Две пары глаз испытующе сверлили мою скромную персону.
— Думаю, неплохо написать еще и Меньшикову. Ему доверяет царь московитов. С детских лет вместе… 'Пироги с зайчатиной'. К тому же, недолюбливает фаворит царя Мазепу, хоть на людях этого не выказывает. Нужно просить его поддержки.
Свояки удивленно переглянулись.
— А мы и не додумались! Интересная мысль. Как скажешь, Иване?
Искра теребил ус, прищурил глаза.
— Нужно писать! Ничего не теряем. Только вот кто повезет?
— Я!
Снова удивленные взгляды. Зарождающееся сомнение, подавляемое легким телепатическим прикосновением. Лишь бы выдержала ткань зарождающейся реальности! Фуф! Кажись, пронесло.
— Хорошо, сынку! Я подумаю! — сказал Василий Леонтьевич. — Иди, а мы со свояком еще поболтаем…
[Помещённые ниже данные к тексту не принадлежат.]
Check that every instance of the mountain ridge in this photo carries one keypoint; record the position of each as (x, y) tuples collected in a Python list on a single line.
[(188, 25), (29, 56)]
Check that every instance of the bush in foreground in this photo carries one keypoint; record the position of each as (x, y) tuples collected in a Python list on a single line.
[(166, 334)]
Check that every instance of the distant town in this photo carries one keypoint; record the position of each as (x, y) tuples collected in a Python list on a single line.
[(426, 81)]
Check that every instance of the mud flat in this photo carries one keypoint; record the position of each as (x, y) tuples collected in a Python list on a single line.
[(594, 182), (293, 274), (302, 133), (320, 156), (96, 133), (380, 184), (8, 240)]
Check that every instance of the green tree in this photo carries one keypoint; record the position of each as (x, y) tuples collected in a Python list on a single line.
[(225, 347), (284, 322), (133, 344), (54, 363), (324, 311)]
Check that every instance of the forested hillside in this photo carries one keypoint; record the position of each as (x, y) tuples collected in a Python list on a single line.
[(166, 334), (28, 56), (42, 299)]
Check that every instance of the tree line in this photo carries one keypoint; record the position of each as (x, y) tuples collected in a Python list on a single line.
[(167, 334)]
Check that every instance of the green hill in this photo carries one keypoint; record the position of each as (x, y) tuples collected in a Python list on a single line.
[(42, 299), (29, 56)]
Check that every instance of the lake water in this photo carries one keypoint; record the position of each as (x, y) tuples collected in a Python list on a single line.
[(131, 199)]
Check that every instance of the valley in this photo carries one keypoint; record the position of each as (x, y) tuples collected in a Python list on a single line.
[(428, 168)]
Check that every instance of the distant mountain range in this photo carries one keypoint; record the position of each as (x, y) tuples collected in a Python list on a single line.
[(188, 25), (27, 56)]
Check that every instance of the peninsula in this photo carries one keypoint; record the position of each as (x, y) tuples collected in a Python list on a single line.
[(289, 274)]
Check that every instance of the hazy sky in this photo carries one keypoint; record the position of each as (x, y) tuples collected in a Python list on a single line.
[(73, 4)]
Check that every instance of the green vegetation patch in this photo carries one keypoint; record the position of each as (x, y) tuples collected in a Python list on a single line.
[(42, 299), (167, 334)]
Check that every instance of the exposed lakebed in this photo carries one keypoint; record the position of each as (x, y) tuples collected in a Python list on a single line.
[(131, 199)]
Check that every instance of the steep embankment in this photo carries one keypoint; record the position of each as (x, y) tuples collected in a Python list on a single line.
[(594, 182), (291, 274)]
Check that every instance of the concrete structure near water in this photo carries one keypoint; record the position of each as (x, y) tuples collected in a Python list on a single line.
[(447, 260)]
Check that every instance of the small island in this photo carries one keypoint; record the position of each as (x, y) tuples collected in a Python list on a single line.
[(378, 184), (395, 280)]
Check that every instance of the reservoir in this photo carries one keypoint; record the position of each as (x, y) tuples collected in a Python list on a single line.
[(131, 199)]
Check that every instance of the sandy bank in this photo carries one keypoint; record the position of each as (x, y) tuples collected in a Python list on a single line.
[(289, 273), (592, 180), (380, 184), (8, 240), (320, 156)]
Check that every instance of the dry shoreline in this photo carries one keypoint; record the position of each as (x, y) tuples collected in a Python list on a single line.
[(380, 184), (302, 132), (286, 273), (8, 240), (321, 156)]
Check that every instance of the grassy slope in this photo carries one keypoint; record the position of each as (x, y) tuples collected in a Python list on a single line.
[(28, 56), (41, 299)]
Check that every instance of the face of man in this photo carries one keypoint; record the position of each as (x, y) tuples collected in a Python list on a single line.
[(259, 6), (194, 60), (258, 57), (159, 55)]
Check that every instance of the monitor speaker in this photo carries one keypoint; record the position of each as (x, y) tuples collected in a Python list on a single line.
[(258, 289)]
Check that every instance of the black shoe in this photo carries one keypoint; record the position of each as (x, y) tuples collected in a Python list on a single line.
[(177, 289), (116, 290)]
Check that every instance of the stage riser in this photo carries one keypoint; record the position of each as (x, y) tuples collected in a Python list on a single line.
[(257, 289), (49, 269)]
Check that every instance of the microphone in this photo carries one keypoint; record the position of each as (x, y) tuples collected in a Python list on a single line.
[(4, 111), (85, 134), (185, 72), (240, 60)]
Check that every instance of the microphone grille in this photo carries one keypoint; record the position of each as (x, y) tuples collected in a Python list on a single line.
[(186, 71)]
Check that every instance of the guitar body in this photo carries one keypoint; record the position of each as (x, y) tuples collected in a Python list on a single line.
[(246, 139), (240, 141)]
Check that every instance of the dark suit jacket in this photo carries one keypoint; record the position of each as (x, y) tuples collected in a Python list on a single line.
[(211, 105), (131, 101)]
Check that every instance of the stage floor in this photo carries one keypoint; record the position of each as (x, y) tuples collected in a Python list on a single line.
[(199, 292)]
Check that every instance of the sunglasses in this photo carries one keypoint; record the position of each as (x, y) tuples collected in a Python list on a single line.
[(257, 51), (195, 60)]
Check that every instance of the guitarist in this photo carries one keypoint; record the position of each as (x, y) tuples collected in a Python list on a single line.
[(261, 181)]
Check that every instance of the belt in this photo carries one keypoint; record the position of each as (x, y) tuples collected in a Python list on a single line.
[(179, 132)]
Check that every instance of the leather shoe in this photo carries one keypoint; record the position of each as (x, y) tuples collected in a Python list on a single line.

Честно говоря, не думал, что ждать придется до самого апреля. Казалось, Кочубей о нашем разговоре позабыл. Будто и не было вовсе!
Посерел, потемнел и как-то незаметно сошел снег. Весеннее солнце разбудило природу. Весело зажурчали ручьи, запели птицы. Потянулись бесконечные стаи возвращающихся домой пернатых путешественников. День стал длиннее ночи. Девчата сложили в сундуки теплые вещи. Их звонкие голоса и песни сводили с ума и очаровывали хлопцев. Вот и мои, заметно раздобревшие за зиму слуги, стали возвращаться только под утро. Я уже размышлял о том, не пора ли поменять избранный план.
Но тут меня вызвал генеральный судья.
— Не передумал? К Меньшикову поедешь?
— Поеду, пане Васылю.
— Тогда собирайся!
До отъезда я еще раз побывал в поместье пани Мирославы. Не желая омрачать вечер и ночь, о предстоящих событиях заговорил только утром.
— Мирослава! Я завтра уезжаю и мы с тобой, скорее всего, больше не увидимся.
— Нет, Андрий, нет! Давай уедем вместе в Саксонию!
— Сейчас Саксонию грабит Карл, да и Польшей правит не Август, а Лещинский. Так что немного пережди! Шведы скоро оттуда уйдут.
— А тогда, поедешь?
— Не могу! Мой путь в другую сторону – на север, в Могилев к Меньшикову.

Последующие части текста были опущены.